Fields, which are the variables of the class (10.4).
Methods, which implement the computations and actions that can be performed by the class (10.5).
Properties, which define named attributes and the actions associated with reading and writing those attributes (10.6).
Events, which define notifications that can be generated by the class (10.7).
Indexers, which permit instances of the class to be indexed in the same way as arrays (10.8).
Operators, which define the expression operators that can be applied to instances of the class (10.9).
Instance constructors, which implement the actions required to initialize instances of the class (10.10)
Destructors, which implement the actions to be performed before instances of the class are permanently discarded (10.12).

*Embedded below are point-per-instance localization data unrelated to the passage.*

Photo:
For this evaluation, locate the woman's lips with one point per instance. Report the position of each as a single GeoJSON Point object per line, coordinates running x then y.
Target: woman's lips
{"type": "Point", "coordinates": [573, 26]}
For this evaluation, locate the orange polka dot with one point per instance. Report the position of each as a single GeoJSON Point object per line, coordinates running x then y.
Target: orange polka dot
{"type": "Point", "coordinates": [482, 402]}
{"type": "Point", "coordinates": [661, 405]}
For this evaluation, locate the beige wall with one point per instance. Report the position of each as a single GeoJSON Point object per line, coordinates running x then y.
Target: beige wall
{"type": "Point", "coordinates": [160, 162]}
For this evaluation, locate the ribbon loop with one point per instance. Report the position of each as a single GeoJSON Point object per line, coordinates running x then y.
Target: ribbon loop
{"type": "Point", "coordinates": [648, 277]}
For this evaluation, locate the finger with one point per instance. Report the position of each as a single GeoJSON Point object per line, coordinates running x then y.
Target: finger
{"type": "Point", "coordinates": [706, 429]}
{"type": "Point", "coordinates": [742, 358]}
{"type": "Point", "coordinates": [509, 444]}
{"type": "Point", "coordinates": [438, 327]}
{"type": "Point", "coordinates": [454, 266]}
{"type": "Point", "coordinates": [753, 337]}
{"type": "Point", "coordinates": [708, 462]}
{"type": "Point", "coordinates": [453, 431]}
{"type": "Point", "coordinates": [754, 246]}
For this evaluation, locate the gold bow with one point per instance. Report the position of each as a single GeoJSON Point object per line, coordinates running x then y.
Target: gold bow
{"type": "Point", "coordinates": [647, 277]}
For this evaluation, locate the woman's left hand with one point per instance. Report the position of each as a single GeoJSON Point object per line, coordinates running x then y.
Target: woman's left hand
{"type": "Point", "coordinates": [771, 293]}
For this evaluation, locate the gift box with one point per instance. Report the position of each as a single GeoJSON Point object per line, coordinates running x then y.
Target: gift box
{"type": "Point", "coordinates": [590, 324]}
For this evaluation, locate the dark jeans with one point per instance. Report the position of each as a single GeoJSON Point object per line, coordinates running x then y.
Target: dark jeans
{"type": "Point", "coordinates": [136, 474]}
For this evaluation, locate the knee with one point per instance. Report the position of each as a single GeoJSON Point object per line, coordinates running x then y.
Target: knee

Static constructors, which implement the actions required to initialize the class itself (10.11).
Types, which represent the types that are local to the class (9.5).

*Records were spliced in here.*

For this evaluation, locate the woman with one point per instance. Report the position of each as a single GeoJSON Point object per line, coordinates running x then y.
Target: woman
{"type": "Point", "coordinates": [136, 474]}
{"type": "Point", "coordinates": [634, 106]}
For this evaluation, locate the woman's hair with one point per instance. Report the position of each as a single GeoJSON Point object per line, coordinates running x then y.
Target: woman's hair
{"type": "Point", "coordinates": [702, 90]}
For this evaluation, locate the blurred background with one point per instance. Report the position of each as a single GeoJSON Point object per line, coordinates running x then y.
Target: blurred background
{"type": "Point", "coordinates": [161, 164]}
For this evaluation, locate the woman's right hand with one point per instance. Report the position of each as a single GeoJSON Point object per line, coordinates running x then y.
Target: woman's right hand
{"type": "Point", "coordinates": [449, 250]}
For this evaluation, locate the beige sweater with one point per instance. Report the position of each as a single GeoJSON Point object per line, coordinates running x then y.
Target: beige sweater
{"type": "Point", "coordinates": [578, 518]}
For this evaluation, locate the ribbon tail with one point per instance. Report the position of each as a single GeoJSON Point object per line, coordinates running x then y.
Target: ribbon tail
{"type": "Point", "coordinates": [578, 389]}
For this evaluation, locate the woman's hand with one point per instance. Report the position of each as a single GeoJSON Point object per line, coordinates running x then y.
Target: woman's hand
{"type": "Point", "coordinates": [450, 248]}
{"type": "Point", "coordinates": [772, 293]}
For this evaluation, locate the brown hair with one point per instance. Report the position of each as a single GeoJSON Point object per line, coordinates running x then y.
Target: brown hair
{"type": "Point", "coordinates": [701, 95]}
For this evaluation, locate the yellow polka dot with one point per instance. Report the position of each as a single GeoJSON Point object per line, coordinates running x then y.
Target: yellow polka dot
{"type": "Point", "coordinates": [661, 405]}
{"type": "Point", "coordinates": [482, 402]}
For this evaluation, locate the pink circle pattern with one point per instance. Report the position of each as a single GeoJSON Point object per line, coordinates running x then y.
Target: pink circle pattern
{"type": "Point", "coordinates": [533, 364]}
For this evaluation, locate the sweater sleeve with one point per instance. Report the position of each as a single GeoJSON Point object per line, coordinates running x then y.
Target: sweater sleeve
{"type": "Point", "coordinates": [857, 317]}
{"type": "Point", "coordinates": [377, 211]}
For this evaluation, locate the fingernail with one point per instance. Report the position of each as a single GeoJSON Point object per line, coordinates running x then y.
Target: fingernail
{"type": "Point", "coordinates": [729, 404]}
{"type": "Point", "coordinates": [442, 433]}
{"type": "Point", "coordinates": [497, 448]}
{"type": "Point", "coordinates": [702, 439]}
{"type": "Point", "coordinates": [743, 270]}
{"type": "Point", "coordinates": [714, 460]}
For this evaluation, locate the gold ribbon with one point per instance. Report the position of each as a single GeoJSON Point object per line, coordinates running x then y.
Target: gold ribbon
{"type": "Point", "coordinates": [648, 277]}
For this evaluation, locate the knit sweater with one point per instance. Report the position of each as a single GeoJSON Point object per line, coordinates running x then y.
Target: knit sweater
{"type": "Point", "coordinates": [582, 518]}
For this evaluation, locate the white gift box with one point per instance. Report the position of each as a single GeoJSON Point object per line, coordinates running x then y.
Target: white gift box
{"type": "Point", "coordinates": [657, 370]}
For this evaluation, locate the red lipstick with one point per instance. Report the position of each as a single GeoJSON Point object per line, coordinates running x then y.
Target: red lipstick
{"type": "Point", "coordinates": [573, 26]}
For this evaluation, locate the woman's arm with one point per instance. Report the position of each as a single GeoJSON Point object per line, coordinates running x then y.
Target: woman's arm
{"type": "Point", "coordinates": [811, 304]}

Members that can contain executable code are collectively known as the function members of the class (7.4).
A class-declaration creates a new declaration space (3.3), and the class-member-declarations immediately contained by the class-declaration introduce new members into this declaration space. The following rules apply to class-member-declarations:
Instance constructors, static constructors and destructors must have the same name as the immediately enclosing class. All other members must have names that differ from the name of the immediately enclosing class.

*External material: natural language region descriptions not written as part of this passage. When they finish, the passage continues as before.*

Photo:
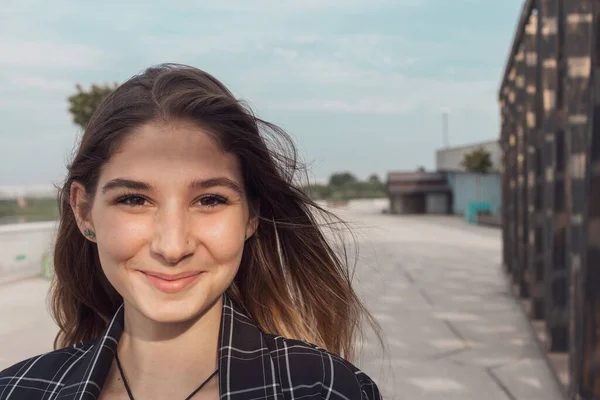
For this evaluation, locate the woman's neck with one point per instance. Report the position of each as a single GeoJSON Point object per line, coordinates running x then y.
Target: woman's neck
{"type": "Point", "coordinates": [169, 360]}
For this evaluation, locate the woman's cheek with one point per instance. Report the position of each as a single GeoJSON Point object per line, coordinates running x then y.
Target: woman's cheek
{"type": "Point", "coordinates": [122, 236]}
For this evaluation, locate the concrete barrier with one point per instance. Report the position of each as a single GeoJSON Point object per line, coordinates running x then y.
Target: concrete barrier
{"type": "Point", "coordinates": [25, 249]}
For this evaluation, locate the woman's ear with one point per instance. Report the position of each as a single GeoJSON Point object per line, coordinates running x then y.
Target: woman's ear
{"type": "Point", "coordinates": [252, 225]}
{"type": "Point", "coordinates": [80, 204]}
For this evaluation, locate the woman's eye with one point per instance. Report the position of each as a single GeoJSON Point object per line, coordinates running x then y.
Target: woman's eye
{"type": "Point", "coordinates": [212, 201]}
{"type": "Point", "coordinates": [132, 201]}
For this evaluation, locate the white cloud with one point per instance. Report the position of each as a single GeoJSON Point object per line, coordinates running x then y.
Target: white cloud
{"type": "Point", "coordinates": [45, 84]}
{"type": "Point", "coordinates": [21, 53]}
{"type": "Point", "coordinates": [277, 6]}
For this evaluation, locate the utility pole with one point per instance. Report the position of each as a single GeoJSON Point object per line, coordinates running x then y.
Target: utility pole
{"type": "Point", "coordinates": [445, 135]}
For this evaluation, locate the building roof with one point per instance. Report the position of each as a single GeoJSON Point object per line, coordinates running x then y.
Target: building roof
{"type": "Point", "coordinates": [416, 182]}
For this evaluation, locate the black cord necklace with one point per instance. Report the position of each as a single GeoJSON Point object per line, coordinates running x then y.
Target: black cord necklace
{"type": "Point", "coordinates": [131, 395]}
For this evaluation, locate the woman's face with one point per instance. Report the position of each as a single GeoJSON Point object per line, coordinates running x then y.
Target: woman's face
{"type": "Point", "coordinates": [170, 217]}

The name of a constant, field, property, event, or type must differ from the names of all other members declared in the same class.
The name of a method must differ from the names of all other non-methods declared in the same class. In addition, the signature (3.6) of a method must differ from the signatures of all other methods declared in the same class.
The signature of an instance constructor must differ from the signatures of all other instance constructors declared in the same class.
The signature of an indexer must differ from the signatures of all other indexers declared in the same class.
The signature of an operator must differ from the signatures of all other operators declared in the same class.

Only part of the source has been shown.